Starting next month, public employees in Costa Rica will receive a salary increase ranging from 1.08 to 1.60 percent depending on profession.
The percentages were set at 8:30 p.m. on Wednesday after six hours of negotiations between government representatives and union leaders.
The unions – Rerum Novarum, Central Juanito Mora, the National Confederation of Workers, the Costa Rican Confederation of Democratic Workers and the Costa Rican Workers Movement –accepted the government’s proposal and signed an agreement.
However, leaders of the National Association of Educators (ANDE), the High School Teachers’ Association and Costa Rica’s Social Security System Workers Union left the negotiations earlier in the afternoon, citing a disagreement with the proposed figures. Those groups had requested an increase of at least 2.3 percent.
The hike mostly will benefit 250,000 unskilled employees earning minimum wages, who will receive a 1.6 percent increase.

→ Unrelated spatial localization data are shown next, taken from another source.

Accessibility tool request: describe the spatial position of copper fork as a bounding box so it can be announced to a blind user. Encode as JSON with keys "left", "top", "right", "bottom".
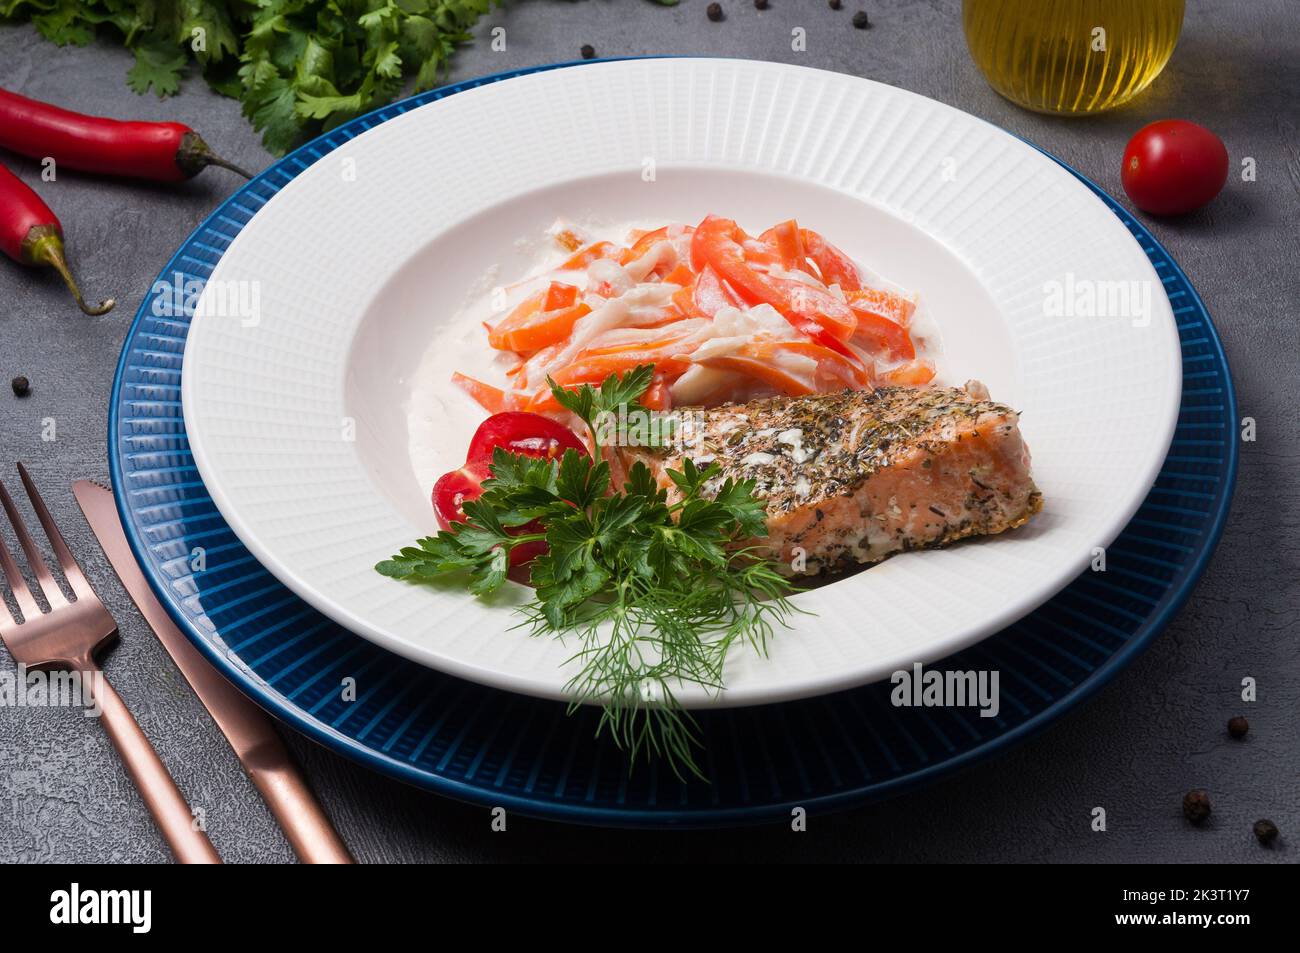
{"left": 0, "top": 463, "right": 221, "bottom": 863}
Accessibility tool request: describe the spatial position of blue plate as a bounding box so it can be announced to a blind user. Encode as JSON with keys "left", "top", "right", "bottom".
{"left": 109, "top": 60, "right": 1237, "bottom": 827}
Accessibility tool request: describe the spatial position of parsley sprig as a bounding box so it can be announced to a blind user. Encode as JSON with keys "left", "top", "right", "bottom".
{"left": 377, "top": 365, "right": 800, "bottom": 778}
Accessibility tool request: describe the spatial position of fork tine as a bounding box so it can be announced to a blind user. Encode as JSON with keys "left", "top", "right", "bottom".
{"left": 0, "top": 474, "right": 68, "bottom": 610}
{"left": 17, "top": 463, "right": 93, "bottom": 600}
{"left": 0, "top": 516, "right": 40, "bottom": 623}
{"left": 0, "top": 581, "right": 14, "bottom": 630}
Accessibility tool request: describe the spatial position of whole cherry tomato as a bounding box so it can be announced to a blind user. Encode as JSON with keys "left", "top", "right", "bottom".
{"left": 1121, "top": 120, "right": 1229, "bottom": 216}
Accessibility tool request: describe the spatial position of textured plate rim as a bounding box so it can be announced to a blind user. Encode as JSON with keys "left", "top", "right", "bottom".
{"left": 109, "top": 58, "right": 1236, "bottom": 827}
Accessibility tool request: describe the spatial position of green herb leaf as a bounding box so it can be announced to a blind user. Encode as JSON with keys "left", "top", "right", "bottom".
{"left": 31, "top": 0, "right": 95, "bottom": 46}
{"left": 592, "top": 364, "right": 657, "bottom": 416}
{"left": 126, "top": 35, "right": 188, "bottom": 97}
{"left": 177, "top": 0, "right": 240, "bottom": 66}
{"left": 555, "top": 449, "right": 609, "bottom": 510}
{"left": 622, "top": 459, "right": 666, "bottom": 502}
{"left": 548, "top": 363, "right": 657, "bottom": 458}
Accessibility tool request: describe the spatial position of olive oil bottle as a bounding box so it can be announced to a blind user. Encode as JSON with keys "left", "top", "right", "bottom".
{"left": 963, "top": 0, "right": 1185, "bottom": 115}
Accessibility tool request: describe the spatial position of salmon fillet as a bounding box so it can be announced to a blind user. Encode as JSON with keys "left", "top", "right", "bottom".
{"left": 621, "top": 382, "right": 1042, "bottom": 575}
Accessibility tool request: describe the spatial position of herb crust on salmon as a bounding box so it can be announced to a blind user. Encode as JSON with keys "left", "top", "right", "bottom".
{"left": 622, "top": 382, "right": 1042, "bottom": 574}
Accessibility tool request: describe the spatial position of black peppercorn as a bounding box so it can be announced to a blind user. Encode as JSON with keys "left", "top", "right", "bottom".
{"left": 1183, "top": 789, "right": 1211, "bottom": 824}
{"left": 707, "top": 2, "right": 723, "bottom": 21}
{"left": 11, "top": 376, "right": 30, "bottom": 397}
{"left": 580, "top": 44, "right": 595, "bottom": 60}
{"left": 853, "top": 10, "right": 871, "bottom": 29}
{"left": 755, "top": 0, "right": 769, "bottom": 8}
{"left": 1227, "top": 715, "right": 1248, "bottom": 738}
{"left": 829, "top": 0, "right": 843, "bottom": 9}
{"left": 1253, "top": 819, "right": 1279, "bottom": 846}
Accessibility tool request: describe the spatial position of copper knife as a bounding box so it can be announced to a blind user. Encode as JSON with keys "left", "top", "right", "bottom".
{"left": 73, "top": 480, "right": 355, "bottom": 864}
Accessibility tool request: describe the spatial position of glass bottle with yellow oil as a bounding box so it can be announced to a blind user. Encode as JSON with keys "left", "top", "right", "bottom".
{"left": 963, "top": 0, "right": 1185, "bottom": 115}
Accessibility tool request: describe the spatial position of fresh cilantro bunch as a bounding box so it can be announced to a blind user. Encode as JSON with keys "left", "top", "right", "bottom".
{"left": 2, "top": 0, "right": 496, "bottom": 154}
{"left": 377, "top": 365, "right": 799, "bottom": 779}
{"left": 2, "top": 1, "right": 679, "bottom": 155}
{"left": 236, "top": 0, "right": 499, "bottom": 153}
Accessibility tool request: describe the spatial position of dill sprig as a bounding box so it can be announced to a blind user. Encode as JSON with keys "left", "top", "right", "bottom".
{"left": 376, "top": 365, "right": 803, "bottom": 779}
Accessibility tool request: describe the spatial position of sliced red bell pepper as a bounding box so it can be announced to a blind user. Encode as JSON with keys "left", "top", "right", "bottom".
{"left": 691, "top": 215, "right": 857, "bottom": 343}
{"left": 758, "top": 219, "right": 806, "bottom": 271}
{"left": 800, "top": 228, "right": 862, "bottom": 291}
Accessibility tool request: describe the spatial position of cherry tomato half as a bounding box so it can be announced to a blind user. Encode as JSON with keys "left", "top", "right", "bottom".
{"left": 432, "top": 412, "right": 589, "bottom": 570}
{"left": 465, "top": 411, "right": 587, "bottom": 464}
{"left": 1121, "top": 120, "right": 1229, "bottom": 216}
{"left": 430, "top": 459, "right": 547, "bottom": 568}
{"left": 432, "top": 458, "right": 492, "bottom": 530}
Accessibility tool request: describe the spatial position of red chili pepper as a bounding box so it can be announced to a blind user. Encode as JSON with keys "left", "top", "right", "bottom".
{"left": 0, "top": 161, "right": 113, "bottom": 315}
{"left": 0, "top": 88, "right": 252, "bottom": 182}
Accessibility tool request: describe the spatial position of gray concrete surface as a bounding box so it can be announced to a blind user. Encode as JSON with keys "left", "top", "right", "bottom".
{"left": 0, "top": 0, "right": 1296, "bottom": 863}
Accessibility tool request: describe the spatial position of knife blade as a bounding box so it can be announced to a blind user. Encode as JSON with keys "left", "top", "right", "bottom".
{"left": 73, "top": 480, "right": 354, "bottom": 864}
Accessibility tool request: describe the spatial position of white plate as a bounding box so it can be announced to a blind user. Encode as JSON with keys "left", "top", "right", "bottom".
{"left": 182, "top": 59, "right": 1180, "bottom": 708}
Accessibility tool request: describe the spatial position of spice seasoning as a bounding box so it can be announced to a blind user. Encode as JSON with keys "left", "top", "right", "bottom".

Negotiators agreed on 0.94 percent of the base salary for professional workers plus 0.14 that was pending from negotiations during the previous quarter.
Union leaders who rejected the approved raises publicly called the government’s figure “vulgar.”
“It is extremely shameful to hold negotiations under these terms with a government that had always voiced an intention of making social change,” said a visibly upset ANDE President Gilberto Cascante, who added that the increase “will not have any effect on educators’ pockets.”
He also promised to explore the option of filing an international complaint with the International Labour Organization.
“We aren’t ruling out protests, if needed,” Cascante said.